Yaounde is currently hosting a forum on drug quality.
Incidentally, the parley that has brought together the main stakeholders in the drug distribution and use community is being organized by the watchdog body supposed to oversee drug quality – the National Drug Quality Control and valuation Laboratory, LANACOME.
For many Cameroonians the existence of such a control laboratory has only been made known with the organization of the forum because, for all too long, the distribution of drugs has virtually been abandoned to quacks with government intervention hardly ever seen or even if it was, there was very small impact.
That probably explains why various initiatives taken to fight street drugs, usually of doubtful origin, have always flopped.
The phenomenon of street drugs continues to thrive, often, as it is sometimes said, with the complicity of some public authorities because in many cases, public hospitals and health centres reportedly get their supplies from the street, making the process of dismounting these illegal street drug vendors very complicated indeed.

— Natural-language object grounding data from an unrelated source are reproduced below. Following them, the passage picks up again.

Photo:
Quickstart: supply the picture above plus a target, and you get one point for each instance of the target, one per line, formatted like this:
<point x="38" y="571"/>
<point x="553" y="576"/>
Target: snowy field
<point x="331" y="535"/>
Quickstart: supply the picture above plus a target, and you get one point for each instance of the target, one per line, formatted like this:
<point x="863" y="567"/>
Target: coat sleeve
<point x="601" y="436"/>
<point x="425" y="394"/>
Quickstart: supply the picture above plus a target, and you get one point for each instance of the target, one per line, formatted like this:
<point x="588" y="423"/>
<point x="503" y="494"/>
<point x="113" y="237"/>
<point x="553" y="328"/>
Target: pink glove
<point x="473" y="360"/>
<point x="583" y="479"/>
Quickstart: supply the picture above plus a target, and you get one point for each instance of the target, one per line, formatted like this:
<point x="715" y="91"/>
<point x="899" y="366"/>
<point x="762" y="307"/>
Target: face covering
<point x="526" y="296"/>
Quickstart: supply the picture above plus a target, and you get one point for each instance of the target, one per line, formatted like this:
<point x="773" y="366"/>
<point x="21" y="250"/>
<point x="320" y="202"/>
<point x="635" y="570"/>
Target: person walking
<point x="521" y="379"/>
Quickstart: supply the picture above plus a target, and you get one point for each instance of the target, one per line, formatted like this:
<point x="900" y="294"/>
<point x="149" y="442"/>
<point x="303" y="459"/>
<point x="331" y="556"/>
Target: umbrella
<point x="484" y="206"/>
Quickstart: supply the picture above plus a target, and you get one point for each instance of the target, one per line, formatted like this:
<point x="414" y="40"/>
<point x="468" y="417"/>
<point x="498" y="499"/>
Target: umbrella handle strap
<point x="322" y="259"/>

Another important issue government must address and as a matter of the utmost urgency is to determine what is a fake drug and what is not; because too often again, it is difficult to make a distinction because of packaging and the difficulty of going to a laboratory to determine the chemical composition of a drug.
It is even said that some of the drugs sold by the wayside are actually subtracted from official government allocations destined for hospitals or health centres and are therefore not actually bad.
But they may become bad on account of their poor handling usually due to exposure which may lead to their degeneration.
In this kind of setting when it becomes even difficult to say whether a drug is good or bad, the importance of the National Drug Quality Control and Valuation Laboratory becomes very evident.
It is highly hoped that at the end of the current Yaounde forum, LANACOME will take full possession of its mission of effectively controlling and stamping all drugs before they are considered for sale and, consequently for human consumption.